Skill	Your Level (click to rate)
I can identify and mitigate data overexposure risks before deploying AI (Purview DSPM)	⬜
I can configure sensitivity labels to protect data surfaced by Copilot	⬜
I can implement Azure AI content safety and content filtering	⬜
I can assess and remediate SharePoint oversharing for Copilot readiness	⬜
I can configure security controls for Azure OpenAI deployments	⬜

Secure VMs and containers

Skill	Your Level (click to rate)
I can configure Microsoft Defender for Servers (Plan 1 vs Plan 2)	⬜
I can implement just-in-time (JIT) VM access	⬜
I can configure adaptive application controls for VMs	⬜
I can implement endpoint protection and vulnerability scanning	⬜
I can configure Microsoft Defender for Containers (registry scanning, runtime)	⬜
I can implement Azure Policy for Kubernetes admission control	⬜
I can configure disk encryption (Azure Disk Encryption, server-side encryption)	⬜
I can secure Azure App Service (TLS, access restrictions, managed identity)	⬜

Domain 4: Manage and monitor security posture (20–25%)

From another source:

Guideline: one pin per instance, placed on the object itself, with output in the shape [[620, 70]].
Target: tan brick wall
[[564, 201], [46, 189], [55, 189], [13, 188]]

Security posture management

Skill	Your Level (click to rate)
I can configure and manage Defender for Cloud environment settings	⬜
I can evaluate and improve Secure Score	⬜
I can identify and remediate risks using attack path analysis	⬜
I can configure Defender CSPM and cloud security graph	⬜
I can implement regulatory compliance assessments	⬜
I can configure security alerts and suppress false positives	⬜

Microsoft Sentinel and monitoring

Skill	Your Level (click to rate)
I can configure data connectors in Microsoft Sentinel	⬜
I can write basic KQL queries for security investigation	⬜
I can create and manage Sentinel analytics rules (scheduled, NRT, Fusion)	⬜
I can implement Sentinel automation rules and playbooks (Logic Apps)	⬜
I can design and configure Sentinel workbooks for security monitoring	⬜
I can implement threat intelligence indicators and hunting queries	⬜
I can configure diagnostic settings and route logs to Log Analytics	⬜
I can implement Microsoft Defender for Cloud alerts integration with Sentinel	⬜

Scoring guide

Your results	Recommendation
Mostly ✅	Ready to schedule the exam
Mix of ✅ and ⚠️	Review weak areas using the relevant challenges, then schedule
Several ⚠️ and ❌	Complete all challenges in your weak domains first
Mostly ❌	Start with AZ-104 or the Microsoft Learn paths, then come back

Exam readiness

Unlike AZ-500, the SC-500 includes AI security (Purview DSPM, sensitivity labels, Copilot readiness). If you're experienced with traditional Azure security but haven't worked with Purview or M365 Copilot security, budget extra study time for Domain 3's AI challenges.